Боцман удивленно взглянул на Жака Парижанина и, откинувшись на высокую троноподобную спинку дубового стула, мрачно подергал себя за огрызок уха.

– Дюваль… – проклокотал он. – Дюваль – это тебе не какая-то тля трюмная, это штурман.

– Но и вы ведь тоже неплохой боцман.

– Ты прав, Парижанин, я хороший боцман. И все же найти хорошего боцмана значительно легче, нежели даже плоховатого штурмана. Особенно для такого трудного плавания. Может быть, меня это слегка и задевает, но море требует справедливости.

– Море требует справедливости, – эхом отозвался Рой д’Альби, восхищаясь мудростью сказанного, которое, как он почувствовал, навсегда останется в его памяти и его душе. – «Море требует справедливости. Как просто, а значит, священно».

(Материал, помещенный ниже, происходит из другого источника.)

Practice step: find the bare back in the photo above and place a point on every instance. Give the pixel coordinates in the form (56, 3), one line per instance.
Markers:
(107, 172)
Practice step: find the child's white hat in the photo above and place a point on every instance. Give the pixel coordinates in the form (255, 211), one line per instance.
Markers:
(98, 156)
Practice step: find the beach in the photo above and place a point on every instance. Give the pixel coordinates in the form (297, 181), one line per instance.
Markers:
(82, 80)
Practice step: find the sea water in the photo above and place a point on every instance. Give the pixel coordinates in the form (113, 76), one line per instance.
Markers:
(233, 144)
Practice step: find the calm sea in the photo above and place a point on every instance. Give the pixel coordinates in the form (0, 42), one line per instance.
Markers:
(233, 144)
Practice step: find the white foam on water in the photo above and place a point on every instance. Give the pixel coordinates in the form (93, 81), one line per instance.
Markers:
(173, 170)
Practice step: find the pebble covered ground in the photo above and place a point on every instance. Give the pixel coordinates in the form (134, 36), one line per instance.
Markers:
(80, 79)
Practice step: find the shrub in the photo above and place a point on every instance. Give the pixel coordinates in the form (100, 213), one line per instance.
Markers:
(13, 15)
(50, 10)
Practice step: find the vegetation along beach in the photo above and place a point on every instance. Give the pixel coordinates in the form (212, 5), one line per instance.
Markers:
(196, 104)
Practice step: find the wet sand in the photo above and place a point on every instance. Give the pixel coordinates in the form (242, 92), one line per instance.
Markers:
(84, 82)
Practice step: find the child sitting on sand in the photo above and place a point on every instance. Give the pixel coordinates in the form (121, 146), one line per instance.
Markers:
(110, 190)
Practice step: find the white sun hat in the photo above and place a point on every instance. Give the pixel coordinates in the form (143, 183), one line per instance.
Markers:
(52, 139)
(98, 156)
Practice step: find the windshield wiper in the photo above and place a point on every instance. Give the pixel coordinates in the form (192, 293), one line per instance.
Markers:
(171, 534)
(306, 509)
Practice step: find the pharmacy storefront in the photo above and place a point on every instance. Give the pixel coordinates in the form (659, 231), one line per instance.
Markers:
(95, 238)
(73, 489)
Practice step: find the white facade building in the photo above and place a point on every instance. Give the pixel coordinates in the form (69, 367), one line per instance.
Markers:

– Так вот, справедливость моря говорит мне, старой тле трюмной, что Дюваль – не просто штурман, он – великий штурман. Он – из той касты штурманов, которые ценятся во все века, на всех морях и во всех портах мира. И это я, боцман Кашалот, могу прийти на поклон к вербовщику матросов. Это я, когда якорь воткнется мне в одно место, могу согласиться выйти в море не боцманом, а старшим палубным матросом или бомбардиром. Но только не Дюваль. Нет, Дюваль, конечно же, спит и видит себя штурманом одного из кораблей адмирала. Но скорее он превратится в портового нищего, чем снизойдет до того, чтобы напрашиваться на эту должность. Все, кому нужен хороший штурман, понимают, что в Гавре есть только один по-настоящему хороший штурман, прекрасно знающий нрав Великого Океана, – это Дюваль. И так же хорошо понимают, что Дюваль не терпит мелкого каботажа, то есть он не будет мельтешить на суденышке вдоль берегов Франции, от порта к порту, где любой сведущий капитан спокойно может обойтись и без штурмана. И еще Дюваль не может долго ходить на одном судне и одним курсом. Это истинный странник морей. Он тяготится всем, что уже пройдено им, что ему известно. Если мы тоскуем по знакомым берегам, то он наоборот, тоскует по берегам, на которые еще никогда не ступал. На которые вообще не ступала нога француза, нога белого человека; по берегам, которые никогда не слышали молитвы.

– Спасибо, боцман, мне очень важно было знать, кто таков Дюваль на самом деле. С ним и с вами я готов идти к любой земле, которая до сих пор не слышала молитв. И, сжав в кулаке золотые монеты, Жак Парижанин ликующе потряс ими в воздухе. «Знала бы Маргрет, как бешено мне повезло!»

– Да, адмирал и в самом деле обещает хорошо заплатить из корабельной казны – по-своему истолковал его ликование Кашалот. – А кроме того, выделить каждому матросу его долю из всего, что будет добыто «на земле без молитв». Так что слава адмиралу де Робервалю! – провозгласил он уже не столько для Жака Парижанина, сколько для тех двух полуоборванцев, которые, выдыхая похмельную гарь, ввалились в вестибюль «Самаритянина», чтобы и самим испытать счастье.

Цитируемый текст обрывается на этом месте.